International ColRegs Rule 7: Risk of Collision
Anyone who is responsible for a vessel at sea, from the smallest dinghy to an ocean going supertanker, must be able to recognise other vessels around them day or night, whatever the visibility.
They need to be able to quickly interpret what other vessels are doing, who has right of way and what action they should take to prevent a possible collision. This is not always easy, especially in crowded coastal waters and harbor.
Rule 7: Risk of Collision.
(a) Every vessel shall use all available means appropriate to the prevailing circumstances and conditions to determine if risk of collision exists.
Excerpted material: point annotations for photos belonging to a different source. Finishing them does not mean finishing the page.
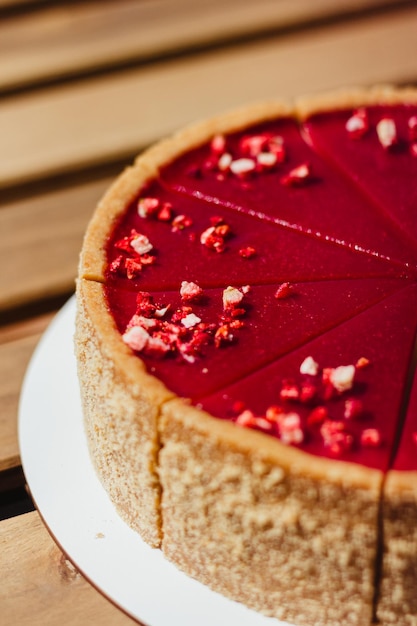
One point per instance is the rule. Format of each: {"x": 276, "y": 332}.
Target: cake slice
{"x": 197, "y": 339}
{"x": 381, "y": 130}
{"x": 299, "y": 189}
{"x": 398, "y": 597}
{"x": 285, "y": 527}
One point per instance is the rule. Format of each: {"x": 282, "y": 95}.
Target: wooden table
{"x": 83, "y": 87}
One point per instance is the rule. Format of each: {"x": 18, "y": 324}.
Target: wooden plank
{"x": 40, "y": 240}
{"x": 14, "y": 358}
{"x": 41, "y": 586}
{"x": 63, "y": 40}
{"x": 110, "y": 117}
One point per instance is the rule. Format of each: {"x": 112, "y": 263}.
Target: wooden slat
{"x": 14, "y": 358}
{"x": 40, "y": 240}
{"x": 65, "y": 39}
{"x": 110, "y": 117}
{"x": 41, "y": 586}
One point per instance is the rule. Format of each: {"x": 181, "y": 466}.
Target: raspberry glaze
{"x": 315, "y": 217}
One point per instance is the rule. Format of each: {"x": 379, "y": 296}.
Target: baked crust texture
{"x": 120, "y": 406}
{"x": 398, "y": 598}
{"x": 264, "y": 530}
{"x": 290, "y": 535}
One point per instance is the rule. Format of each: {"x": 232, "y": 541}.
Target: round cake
{"x": 245, "y": 337}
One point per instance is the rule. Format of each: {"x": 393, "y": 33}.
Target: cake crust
{"x": 225, "y": 504}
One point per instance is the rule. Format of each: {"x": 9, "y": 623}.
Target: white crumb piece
{"x": 309, "y": 366}
{"x": 387, "y": 132}
{"x": 342, "y": 377}
{"x": 231, "y": 297}
{"x": 190, "y": 320}
{"x": 141, "y": 244}
{"x": 136, "y": 338}
{"x": 242, "y": 166}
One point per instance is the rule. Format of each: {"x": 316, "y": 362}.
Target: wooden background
{"x": 84, "y": 86}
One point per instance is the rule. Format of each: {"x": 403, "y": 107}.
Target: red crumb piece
{"x": 283, "y": 291}
{"x": 335, "y": 437}
{"x": 358, "y": 124}
{"x": 298, "y": 176}
{"x": 231, "y": 298}
{"x": 371, "y": 438}
{"x": 133, "y": 268}
{"x": 317, "y": 416}
{"x": 180, "y": 222}
{"x": 308, "y": 391}
{"x": 246, "y": 418}
{"x": 290, "y": 429}
{"x": 165, "y": 213}
{"x": 214, "y": 237}
{"x": 238, "y": 407}
{"x": 362, "y": 362}
{"x": 412, "y": 128}
{"x": 218, "y": 144}
{"x": 148, "y": 207}
{"x": 117, "y": 266}
{"x": 274, "y": 413}
{"x": 223, "y": 336}
{"x": 247, "y": 253}
{"x": 289, "y": 390}
{"x": 242, "y": 167}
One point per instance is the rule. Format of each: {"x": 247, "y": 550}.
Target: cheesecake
{"x": 245, "y": 339}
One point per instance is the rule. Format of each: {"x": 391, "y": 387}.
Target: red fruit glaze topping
{"x": 309, "y": 342}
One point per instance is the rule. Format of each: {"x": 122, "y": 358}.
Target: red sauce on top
{"x": 275, "y": 249}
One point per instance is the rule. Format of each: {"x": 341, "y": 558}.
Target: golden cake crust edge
{"x": 172, "y": 416}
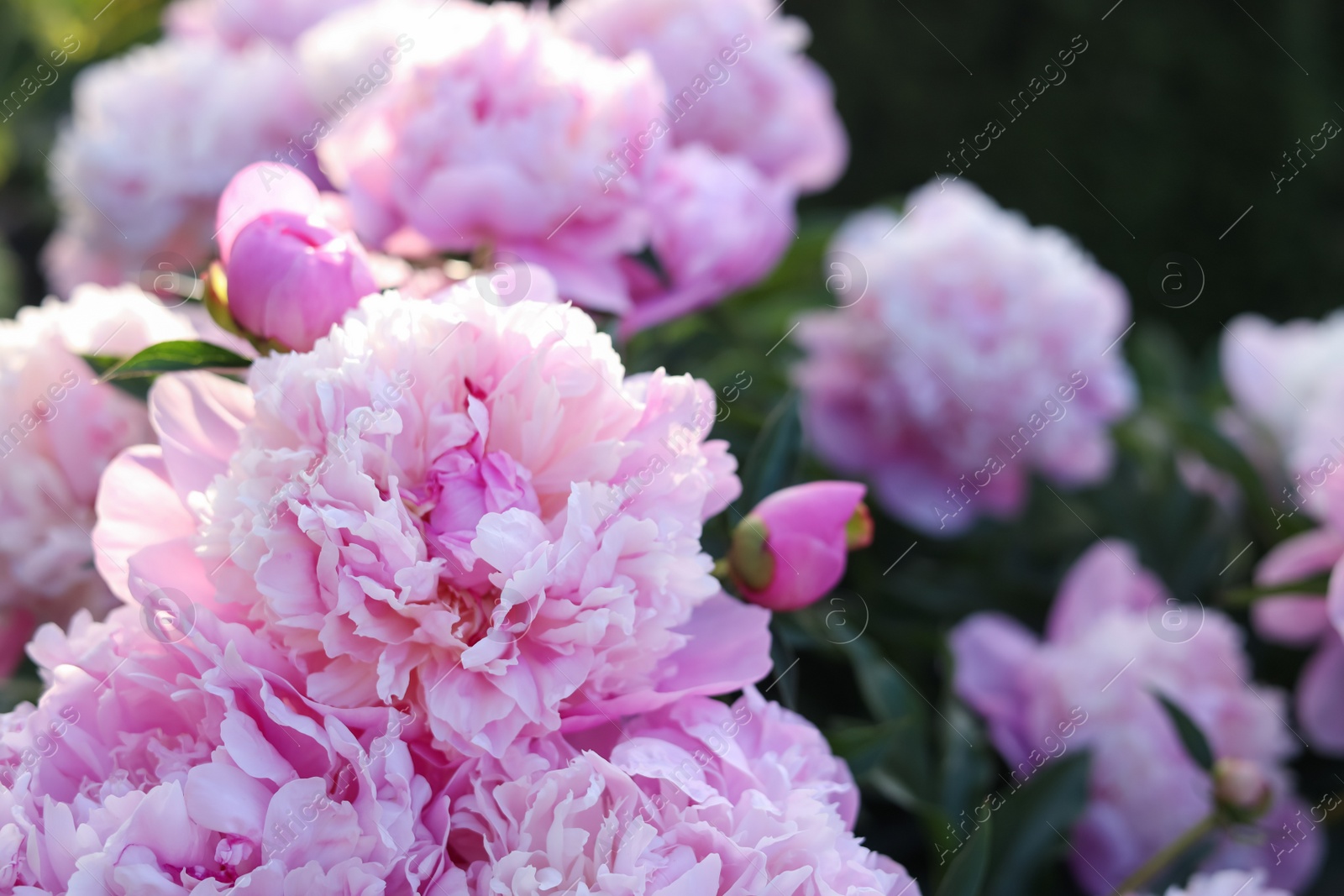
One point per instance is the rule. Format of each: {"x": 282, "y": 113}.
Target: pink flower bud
{"x": 292, "y": 277}
{"x": 1241, "y": 789}
{"x": 291, "y": 273}
{"x": 790, "y": 550}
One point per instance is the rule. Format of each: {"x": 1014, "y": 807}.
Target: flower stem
{"x": 1169, "y": 853}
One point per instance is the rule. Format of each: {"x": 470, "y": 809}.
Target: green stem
{"x": 1169, "y": 853}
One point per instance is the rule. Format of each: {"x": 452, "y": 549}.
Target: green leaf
{"x": 967, "y": 765}
{"x": 864, "y": 747}
{"x": 1191, "y": 736}
{"x": 179, "y": 355}
{"x": 1032, "y": 821}
{"x": 100, "y": 364}
{"x": 968, "y": 871}
{"x": 906, "y": 770}
{"x": 774, "y": 457}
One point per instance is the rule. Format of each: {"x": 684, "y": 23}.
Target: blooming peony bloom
{"x": 155, "y": 137}
{"x": 195, "y": 765}
{"x": 1310, "y": 621}
{"x": 1227, "y": 883}
{"x": 60, "y": 429}
{"x": 1287, "y": 379}
{"x": 1115, "y": 640}
{"x": 737, "y": 80}
{"x": 491, "y": 137}
{"x": 696, "y": 799}
{"x": 449, "y": 504}
{"x": 718, "y": 228}
{"x": 969, "y": 351}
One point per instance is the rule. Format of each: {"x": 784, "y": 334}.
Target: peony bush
{"x": 432, "y": 477}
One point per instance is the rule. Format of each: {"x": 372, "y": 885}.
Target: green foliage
{"x": 968, "y": 871}
{"x": 165, "y": 358}
{"x": 1191, "y": 738}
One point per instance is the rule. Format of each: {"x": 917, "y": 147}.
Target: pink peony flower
{"x": 696, "y": 799}
{"x": 1113, "y": 640}
{"x": 1287, "y": 380}
{"x": 718, "y": 226}
{"x": 244, "y": 22}
{"x": 1310, "y": 621}
{"x": 291, "y": 273}
{"x": 454, "y": 506}
{"x": 793, "y": 547}
{"x": 155, "y": 137}
{"x": 194, "y": 763}
{"x": 60, "y": 427}
{"x": 491, "y": 137}
{"x": 969, "y": 351}
{"x": 1227, "y": 883}
{"x": 737, "y": 80}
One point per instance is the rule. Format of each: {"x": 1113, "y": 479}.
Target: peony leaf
{"x": 1034, "y": 821}
{"x": 165, "y": 358}
{"x": 774, "y": 457}
{"x": 968, "y": 871}
{"x": 1189, "y": 734}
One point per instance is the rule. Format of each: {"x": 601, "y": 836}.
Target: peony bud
{"x": 291, "y": 275}
{"x": 790, "y": 550}
{"x": 1241, "y": 789}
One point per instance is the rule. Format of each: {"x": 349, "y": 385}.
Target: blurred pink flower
{"x": 969, "y": 349}
{"x": 242, "y": 22}
{"x": 155, "y": 137}
{"x": 60, "y": 427}
{"x": 491, "y": 137}
{"x": 452, "y": 504}
{"x": 291, "y": 273}
{"x": 696, "y": 799}
{"x": 187, "y": 759}
{"x": 792, "y": 548}
{"x": 736, "y": 76}
{"x": 718, "y": 226}
{"x": 1227, "y": 883}
{"x": 1113, "y": 640}
{"x": 1307, "y": 621}
{"x": 1288, "y": 380}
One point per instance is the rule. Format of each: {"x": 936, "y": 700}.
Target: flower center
{"x": 474, "y": 611}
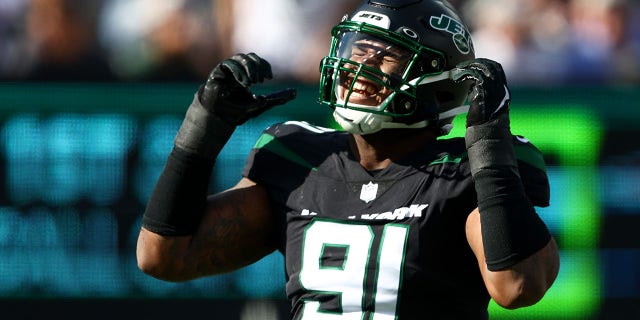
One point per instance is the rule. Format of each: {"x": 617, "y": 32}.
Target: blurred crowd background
{"x": 539, "y": 42}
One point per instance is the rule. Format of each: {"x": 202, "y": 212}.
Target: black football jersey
{"x": 389, "y": 244}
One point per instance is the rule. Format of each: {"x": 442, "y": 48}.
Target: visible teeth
{"x": 363, "y": 87}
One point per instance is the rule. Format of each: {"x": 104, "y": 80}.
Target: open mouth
{"x": 363, "y": 91}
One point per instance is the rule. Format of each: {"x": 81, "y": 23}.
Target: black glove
{"x": 489, "y": 95}
{"x": 224, "y": 102}
{"x": 226, "y": 92}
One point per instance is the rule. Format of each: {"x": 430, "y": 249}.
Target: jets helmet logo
{"x": 460, "y": 35}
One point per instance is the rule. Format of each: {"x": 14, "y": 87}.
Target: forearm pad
{"x": 202, "y": 132}
{"x": 178, "y": 200}
{"x": 511, "y": 228}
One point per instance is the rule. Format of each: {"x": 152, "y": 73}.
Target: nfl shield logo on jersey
{"x": 368, "y": 192}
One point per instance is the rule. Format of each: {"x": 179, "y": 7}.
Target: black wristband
{"x": 202, "y": 132}
{"x": 177, "y": 202}
{"x": 511, "y": 228}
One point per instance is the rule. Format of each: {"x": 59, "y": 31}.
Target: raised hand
{"x": 226, "y": 92}
{"x": 489, "y": 95}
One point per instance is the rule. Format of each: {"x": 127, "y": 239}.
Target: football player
{"x": 386, "y": 219}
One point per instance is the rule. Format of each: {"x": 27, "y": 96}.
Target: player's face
{"x": 374, "y": 53}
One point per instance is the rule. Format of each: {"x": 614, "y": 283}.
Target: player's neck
{"x": 379, "y": 150}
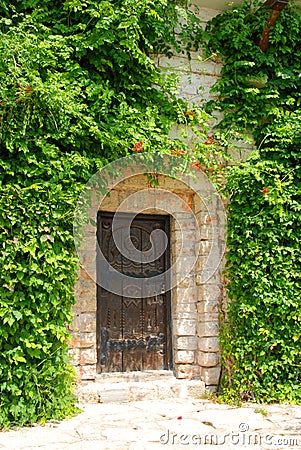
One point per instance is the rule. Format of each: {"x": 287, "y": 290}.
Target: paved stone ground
{"x": 157, "y": 424}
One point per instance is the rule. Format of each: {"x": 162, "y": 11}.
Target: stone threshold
{"x": 137, "y": 386}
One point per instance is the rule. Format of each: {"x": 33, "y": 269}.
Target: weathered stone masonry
{"x": 194, "y": 304}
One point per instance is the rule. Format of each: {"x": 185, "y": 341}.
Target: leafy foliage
{"x": 78, "y": 90}
{"x": 260, "y": 93}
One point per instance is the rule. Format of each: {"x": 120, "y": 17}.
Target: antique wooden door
{"x": 133, "y": 334}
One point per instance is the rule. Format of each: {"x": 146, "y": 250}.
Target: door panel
{"x": 133, "y": 334}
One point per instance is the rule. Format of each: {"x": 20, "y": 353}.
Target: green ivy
{"x": 259, "y": 93}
If there is any doubt such risk shall be deemed to exist.
(b) Proper use shall be made of radar equipment if fitted and operational, including long-range scanning to obtain early warning of risk of collision and radar plotting or equivalent systematic observation of detected objects.
(c) Assumptions shall not be made on the basis of scanty information, especially scanty radar information.
(d) In determining if risk of collision exists the following considerations shall be among those taken into account:
(i) such risk shall be deemed to exist if the compass bearing of an approaching vessel does not appreciably change;
(ii) such risk may sometimes exist even when an appreciable bearing change is evident, particularly when approaching a very large vessel or a tow or when approaching a vessel at close range.